# Central BBQ's Rib Dry Rub



## savupoika (May 16, 2014)

Anyone used this rub ? I made a batch, but  i have to say that its too hot for my taste and it should have more sugar.

Better than nothing, but next time i will cut down the chili and cayenne and use more sugar.

http://www.foodnetwork.com/recipes/rib-dry-rub-recipe.html


----------



## mdboatbum (May 16, 2014)

Looks like a good basic rub. I like the salt content. You could probably add a couple TB of Turbinado and cut the cayenne down to a half or quarter tsp, or even skip it altogether without changing the basic flavor. I'd leave the chili powder as it though. Most chili powder isn't spicy but it does add a lot of flavor. If you want to skip it, I'd add another teaspoon each of cumin and paprika, as those are the main flavor components of chili powder.


----------



## savupoika (May 16, 2014)

Which one is preferred cumin powder or seeds ? I like chili and cayenne, but for my taste and ribs it was too hot.


----------



## mdboatbum (May 16, 2014)

Cumin seeds will always have more flavor.
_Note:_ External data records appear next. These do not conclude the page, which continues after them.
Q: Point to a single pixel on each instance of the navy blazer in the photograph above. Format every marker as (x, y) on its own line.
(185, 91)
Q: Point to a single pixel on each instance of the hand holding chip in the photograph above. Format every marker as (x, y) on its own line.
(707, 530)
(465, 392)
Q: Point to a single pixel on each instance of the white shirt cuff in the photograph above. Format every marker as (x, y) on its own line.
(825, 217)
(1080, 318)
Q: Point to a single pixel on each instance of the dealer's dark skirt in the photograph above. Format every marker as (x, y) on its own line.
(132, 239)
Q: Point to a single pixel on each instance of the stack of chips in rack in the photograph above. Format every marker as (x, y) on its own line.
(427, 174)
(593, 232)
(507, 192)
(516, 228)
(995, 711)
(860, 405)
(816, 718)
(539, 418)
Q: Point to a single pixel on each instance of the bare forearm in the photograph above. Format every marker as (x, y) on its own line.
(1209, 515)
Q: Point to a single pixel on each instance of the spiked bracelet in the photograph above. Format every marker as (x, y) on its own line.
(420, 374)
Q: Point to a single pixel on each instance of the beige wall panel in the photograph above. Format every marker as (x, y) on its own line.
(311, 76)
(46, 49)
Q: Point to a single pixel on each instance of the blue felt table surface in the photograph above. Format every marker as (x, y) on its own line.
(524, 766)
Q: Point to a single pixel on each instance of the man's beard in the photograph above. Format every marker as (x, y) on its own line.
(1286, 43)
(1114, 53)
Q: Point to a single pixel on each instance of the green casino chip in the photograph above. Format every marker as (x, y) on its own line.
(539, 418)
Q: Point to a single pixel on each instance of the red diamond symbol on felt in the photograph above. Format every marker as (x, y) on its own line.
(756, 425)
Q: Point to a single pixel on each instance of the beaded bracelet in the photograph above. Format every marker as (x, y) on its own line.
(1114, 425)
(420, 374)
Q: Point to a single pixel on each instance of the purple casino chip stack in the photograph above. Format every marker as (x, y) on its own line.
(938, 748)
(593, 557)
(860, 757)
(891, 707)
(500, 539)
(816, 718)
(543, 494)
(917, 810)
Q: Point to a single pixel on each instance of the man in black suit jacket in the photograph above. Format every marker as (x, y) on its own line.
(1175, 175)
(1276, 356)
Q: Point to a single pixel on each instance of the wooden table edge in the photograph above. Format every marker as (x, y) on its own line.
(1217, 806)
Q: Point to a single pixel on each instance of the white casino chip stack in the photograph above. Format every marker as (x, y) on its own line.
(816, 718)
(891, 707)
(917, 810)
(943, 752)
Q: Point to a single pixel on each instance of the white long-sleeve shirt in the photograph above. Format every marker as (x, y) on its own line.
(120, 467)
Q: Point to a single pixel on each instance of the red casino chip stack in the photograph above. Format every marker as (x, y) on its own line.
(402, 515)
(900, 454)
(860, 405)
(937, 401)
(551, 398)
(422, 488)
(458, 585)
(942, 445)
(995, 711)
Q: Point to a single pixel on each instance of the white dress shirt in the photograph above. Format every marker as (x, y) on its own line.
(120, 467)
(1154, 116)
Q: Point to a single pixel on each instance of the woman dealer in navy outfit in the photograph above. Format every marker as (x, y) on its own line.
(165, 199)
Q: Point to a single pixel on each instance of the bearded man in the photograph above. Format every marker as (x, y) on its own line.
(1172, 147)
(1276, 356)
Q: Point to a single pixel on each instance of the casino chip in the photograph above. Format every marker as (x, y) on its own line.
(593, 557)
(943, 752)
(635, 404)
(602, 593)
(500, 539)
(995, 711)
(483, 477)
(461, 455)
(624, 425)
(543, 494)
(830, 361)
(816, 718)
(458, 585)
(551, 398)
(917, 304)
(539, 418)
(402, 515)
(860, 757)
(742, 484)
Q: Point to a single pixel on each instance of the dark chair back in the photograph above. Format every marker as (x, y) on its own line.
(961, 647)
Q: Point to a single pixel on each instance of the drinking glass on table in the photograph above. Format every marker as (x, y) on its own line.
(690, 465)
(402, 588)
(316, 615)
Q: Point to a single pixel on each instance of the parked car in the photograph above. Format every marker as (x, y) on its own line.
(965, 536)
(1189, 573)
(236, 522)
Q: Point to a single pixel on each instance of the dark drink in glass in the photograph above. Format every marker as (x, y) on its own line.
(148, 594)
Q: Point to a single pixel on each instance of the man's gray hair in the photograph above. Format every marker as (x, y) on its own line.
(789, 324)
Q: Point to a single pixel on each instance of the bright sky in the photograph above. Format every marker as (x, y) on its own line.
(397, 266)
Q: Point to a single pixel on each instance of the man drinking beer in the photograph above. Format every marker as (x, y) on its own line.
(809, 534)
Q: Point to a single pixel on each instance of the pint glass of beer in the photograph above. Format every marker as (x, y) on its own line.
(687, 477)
Just toast them in a dry skillet over medium heat until you really start to smell them and/or they start to pop. Then cool for a couple minutes and grind to a fine powder in a coffee grinder.


----------



## savupoika (May 16, 2014)

I will try to toast next time, is it possible to grind them with mortel ? I dont own a coffree grinder.


----------



## mdboatbum (May 16, 2014)

Sure you can grind them in a mortar, it just takes a bit of work. If it were me, in that case I'd go with the powder. Yes the seeds taste better, but not THAT MUCH better to justify the time and effort of pulverizing them by hand.

EDIT: you can also grind the seeds in a blender or food processor.


----------



## savupoika (May 16, 2014)

Thanks. For this i used seeds since i didnt have powder and without toasting its way too hard. Is it much easier to grind them after toasting ?


----------



## mdboatbum (May 16, 2014)

Not really, it's still a pain.


----------



## savupoika (May 16, 2014)

Ouhhh


----------



## chef jimmyj (May 16, 2014)

I can back up the Bum. Chili powder is rarely hot. The Cayenne, Black and White Pepper is where all the heat is coming from. I use similar proportions and spices and can say with confidence that 1/2 cup Turbinado or Dried Brown Sugar, spread on a sheet pan and bake at 200° for 15-20 minutes, is the perfect amount for most people...JJ


----------



## savupoika (May 17, 2014)

I agree, this cayenne is very hot, ordered from Iherb its rated at 90.000 heat units (scoville i assume).


----------